About RCM

Imagine a world in which you know exactly how long every part will last before it fails. When you buy an item of equipment, it arrives with a list of possible failures that tells you how long it will be before each of them happens. Armed with this information, your life as a maintenance planner is a joy: make sure that you order the right parts before a failure happens and get a maintenance crew to replace them before they fail.

You sleep well every night and go to work in the morning knowing that there will be no surprises. Your day will go just as you planned it. Every day.

That probably doesn’t sound much like your life, and it’s definitely not like mine. But during the first half of the twentieth century the core principle for constructing maintenance schedules was this: find out the item’s life, and make sure that you overhaul or replace it before it reaches that age. Simple, regular, time-based maintenance would prevent failures and deliver high availability.

When more complex equipment came into use, the inadequacies of this model became obvious: although some failures did occur after a predictable life, others could happen at any time. A maintenance planner’s life was not a peaceful one.

In the late 1950s, civil aviation realised that the limitations of the age-related failure model were a serious threat to the industry.

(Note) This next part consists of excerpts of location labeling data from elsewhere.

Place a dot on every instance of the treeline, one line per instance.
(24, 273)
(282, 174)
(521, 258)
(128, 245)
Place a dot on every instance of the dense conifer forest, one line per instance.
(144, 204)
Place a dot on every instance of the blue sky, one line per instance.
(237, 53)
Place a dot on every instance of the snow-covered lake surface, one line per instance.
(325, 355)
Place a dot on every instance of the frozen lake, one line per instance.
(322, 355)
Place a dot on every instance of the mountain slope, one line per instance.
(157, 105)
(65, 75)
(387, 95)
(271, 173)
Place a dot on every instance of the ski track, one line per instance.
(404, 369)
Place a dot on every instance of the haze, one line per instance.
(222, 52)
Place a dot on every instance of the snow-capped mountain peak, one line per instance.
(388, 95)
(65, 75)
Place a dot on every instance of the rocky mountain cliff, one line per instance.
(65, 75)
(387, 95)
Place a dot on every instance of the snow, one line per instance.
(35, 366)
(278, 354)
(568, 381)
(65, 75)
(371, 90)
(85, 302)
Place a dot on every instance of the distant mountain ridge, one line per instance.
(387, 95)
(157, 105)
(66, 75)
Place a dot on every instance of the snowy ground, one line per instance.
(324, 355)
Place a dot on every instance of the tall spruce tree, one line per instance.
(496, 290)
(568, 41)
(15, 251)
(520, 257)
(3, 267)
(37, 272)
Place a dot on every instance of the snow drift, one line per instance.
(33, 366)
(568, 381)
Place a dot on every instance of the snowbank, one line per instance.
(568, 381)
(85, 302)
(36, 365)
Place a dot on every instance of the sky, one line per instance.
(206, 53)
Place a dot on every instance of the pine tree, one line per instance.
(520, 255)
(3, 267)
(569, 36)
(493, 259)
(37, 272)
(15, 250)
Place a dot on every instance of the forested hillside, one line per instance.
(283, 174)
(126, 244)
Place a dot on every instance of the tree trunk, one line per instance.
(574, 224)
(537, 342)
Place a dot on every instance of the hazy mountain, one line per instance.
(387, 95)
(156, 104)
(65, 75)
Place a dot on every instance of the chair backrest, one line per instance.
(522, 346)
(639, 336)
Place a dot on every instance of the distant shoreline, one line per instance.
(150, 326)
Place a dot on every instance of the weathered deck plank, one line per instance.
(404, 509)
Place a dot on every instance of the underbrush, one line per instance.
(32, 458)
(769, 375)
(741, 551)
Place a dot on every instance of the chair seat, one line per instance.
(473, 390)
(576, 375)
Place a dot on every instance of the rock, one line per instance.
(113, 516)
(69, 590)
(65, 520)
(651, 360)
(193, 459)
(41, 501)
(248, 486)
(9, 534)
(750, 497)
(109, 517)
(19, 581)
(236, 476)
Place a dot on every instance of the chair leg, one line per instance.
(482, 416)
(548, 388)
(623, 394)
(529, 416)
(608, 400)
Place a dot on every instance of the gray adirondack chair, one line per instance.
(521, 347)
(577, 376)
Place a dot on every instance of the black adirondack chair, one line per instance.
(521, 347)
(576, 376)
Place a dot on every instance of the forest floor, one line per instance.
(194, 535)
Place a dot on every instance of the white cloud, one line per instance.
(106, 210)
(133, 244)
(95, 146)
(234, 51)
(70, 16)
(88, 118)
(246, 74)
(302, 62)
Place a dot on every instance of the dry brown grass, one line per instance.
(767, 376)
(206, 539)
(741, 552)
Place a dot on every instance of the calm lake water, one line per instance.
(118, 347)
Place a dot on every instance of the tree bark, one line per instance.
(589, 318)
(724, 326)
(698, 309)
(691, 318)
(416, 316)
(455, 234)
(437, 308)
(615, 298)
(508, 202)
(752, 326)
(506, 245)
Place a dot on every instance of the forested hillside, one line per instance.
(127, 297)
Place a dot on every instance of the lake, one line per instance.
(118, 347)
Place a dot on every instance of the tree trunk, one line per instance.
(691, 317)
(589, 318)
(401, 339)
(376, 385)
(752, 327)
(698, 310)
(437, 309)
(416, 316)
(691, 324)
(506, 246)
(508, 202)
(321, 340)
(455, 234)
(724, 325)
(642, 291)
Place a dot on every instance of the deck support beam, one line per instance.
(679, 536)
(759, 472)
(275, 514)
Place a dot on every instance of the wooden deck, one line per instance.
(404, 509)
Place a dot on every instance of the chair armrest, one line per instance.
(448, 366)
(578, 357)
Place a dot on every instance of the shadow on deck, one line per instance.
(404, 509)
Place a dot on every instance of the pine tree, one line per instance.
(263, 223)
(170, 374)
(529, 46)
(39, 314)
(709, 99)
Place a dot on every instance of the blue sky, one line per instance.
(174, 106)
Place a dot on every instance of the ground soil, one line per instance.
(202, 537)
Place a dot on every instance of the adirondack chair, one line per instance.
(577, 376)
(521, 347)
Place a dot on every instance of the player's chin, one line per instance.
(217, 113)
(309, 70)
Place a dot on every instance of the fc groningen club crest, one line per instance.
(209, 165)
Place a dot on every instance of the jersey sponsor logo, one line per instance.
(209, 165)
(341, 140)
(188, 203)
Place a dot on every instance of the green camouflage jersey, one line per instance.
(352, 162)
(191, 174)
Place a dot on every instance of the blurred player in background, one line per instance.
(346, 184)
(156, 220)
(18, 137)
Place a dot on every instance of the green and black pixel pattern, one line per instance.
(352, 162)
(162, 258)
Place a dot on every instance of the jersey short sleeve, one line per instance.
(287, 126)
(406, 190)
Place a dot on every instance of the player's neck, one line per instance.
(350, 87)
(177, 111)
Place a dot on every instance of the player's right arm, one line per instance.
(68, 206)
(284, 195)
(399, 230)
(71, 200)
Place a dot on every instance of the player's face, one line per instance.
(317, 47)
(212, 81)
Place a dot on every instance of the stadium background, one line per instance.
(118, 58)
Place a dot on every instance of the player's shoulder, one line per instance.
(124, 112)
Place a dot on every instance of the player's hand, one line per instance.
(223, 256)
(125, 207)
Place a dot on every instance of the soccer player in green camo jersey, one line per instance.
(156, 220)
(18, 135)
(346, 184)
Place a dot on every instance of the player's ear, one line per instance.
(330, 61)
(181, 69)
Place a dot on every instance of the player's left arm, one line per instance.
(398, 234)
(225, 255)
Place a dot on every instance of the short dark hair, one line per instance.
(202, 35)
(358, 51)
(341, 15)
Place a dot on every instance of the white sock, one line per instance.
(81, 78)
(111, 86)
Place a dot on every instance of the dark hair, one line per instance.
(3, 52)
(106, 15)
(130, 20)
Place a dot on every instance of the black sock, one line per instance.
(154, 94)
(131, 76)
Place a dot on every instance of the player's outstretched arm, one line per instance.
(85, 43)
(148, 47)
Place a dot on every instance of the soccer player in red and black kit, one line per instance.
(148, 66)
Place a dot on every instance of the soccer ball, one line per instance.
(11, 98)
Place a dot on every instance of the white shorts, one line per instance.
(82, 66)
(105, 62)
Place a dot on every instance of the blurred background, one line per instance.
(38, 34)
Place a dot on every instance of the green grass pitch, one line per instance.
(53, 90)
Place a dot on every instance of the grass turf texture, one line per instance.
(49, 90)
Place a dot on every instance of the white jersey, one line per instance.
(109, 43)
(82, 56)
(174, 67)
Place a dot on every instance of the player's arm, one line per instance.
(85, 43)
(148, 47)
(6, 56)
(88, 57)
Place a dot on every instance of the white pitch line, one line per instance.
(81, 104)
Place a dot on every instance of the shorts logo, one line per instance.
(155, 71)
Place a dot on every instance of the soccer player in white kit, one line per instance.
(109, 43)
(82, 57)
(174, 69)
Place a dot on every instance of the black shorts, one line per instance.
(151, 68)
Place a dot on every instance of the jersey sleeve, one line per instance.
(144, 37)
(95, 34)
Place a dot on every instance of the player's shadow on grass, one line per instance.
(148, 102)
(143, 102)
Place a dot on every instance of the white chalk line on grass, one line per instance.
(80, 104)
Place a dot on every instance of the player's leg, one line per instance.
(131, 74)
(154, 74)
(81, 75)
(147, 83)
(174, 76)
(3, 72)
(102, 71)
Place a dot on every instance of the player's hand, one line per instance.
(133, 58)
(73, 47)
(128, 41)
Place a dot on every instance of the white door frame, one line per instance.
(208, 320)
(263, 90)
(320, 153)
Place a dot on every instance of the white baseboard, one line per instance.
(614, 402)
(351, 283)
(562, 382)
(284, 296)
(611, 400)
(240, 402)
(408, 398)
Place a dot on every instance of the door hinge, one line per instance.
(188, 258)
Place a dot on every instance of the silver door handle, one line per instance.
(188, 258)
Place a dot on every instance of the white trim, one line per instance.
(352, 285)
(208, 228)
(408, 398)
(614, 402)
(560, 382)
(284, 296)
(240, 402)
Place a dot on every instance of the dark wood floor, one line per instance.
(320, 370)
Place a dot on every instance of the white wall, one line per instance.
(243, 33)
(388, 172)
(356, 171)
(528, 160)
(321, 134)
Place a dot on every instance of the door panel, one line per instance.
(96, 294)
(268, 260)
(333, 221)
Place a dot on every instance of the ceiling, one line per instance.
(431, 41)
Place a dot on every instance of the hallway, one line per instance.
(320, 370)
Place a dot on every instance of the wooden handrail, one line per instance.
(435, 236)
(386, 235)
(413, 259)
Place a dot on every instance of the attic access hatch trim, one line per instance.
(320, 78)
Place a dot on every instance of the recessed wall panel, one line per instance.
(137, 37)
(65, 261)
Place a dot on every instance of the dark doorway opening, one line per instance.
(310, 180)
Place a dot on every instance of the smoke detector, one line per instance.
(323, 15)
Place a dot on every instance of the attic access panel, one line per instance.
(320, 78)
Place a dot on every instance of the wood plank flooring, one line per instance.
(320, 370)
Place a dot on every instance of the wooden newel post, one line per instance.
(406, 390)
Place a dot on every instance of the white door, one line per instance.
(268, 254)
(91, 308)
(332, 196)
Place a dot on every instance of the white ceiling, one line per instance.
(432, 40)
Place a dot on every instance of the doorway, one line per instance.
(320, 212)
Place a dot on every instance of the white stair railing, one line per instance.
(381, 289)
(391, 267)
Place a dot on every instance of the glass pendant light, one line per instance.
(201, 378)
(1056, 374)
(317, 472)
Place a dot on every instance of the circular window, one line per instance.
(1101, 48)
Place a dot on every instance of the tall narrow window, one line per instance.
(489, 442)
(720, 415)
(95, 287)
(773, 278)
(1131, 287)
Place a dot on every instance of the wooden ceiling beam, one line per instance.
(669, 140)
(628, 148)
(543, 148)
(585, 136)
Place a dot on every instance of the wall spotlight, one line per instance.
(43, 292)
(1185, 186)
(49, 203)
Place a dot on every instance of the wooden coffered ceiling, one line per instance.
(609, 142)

Real-life studies like that on the Wright Aero R-3350 TC18 engine had shown that more maintenance—or shortened maintenance intervals—did not always improve equipment reliability. In fact, more maintenance often resulted in more failures and lower availability. As a 1961 FAA and Industry Reliability Program reported:

“In the past, a great deal of emphasis has been placed on the control of overhaul periods to provide a satisfactory level of reliability. After careful study, the Committee is convinced that reliability and overhaul time control are not necessarily directly associated topics.”

Equipment maintenance was in crisis. If more intervention was not the answer, then what was?

By the mid-1960s there was a general recognition that different management policies were needed for different failures, and decision diagram methods were developed to select the right task for each failure mode. With the advent of the large and complex Boeing 747 aircraft, the requirement for a robust technique for generating maintenance schedules became critical. A group of airline representatives on the 747 Maintenance Steering Group developed a document called MSG-1: this represented the first attempt to apply RCM concepts.

The Boeing 747 maintenance programme was the first to be developed under this new reliability-centred approach. The results were impressive. For example, United Airlines used 66000 man-hours for 747 structural inspections before its 20000 operating hour main inspection interval, while the simpler Douglas DC-8 aircraft had needed over 4 million man-hours up to the same point. The traditional DC-8 maintenance programme specified scheduled overhaul for 339 items, while the MSG-based DC-10 programme included only seven. The elimination of wasteful time-based maintenance, along with the reduction of unnecessary inventory, had obvious economic benefits. But if costs were reduced, what happened to operational reliability? Perhaps surprisingly, it increased. The result was that far less was spent on maintenance, but reliability was improved because the right maintenance was being done.

The principles learned from the airline industry through MSG-1 and the updated MSG-2 and MSG-3 were brought together by Stan Nowlan and Howard Heap in the book Reliability-centered Maintenance published in 1978. This is the foundation stone of RCM.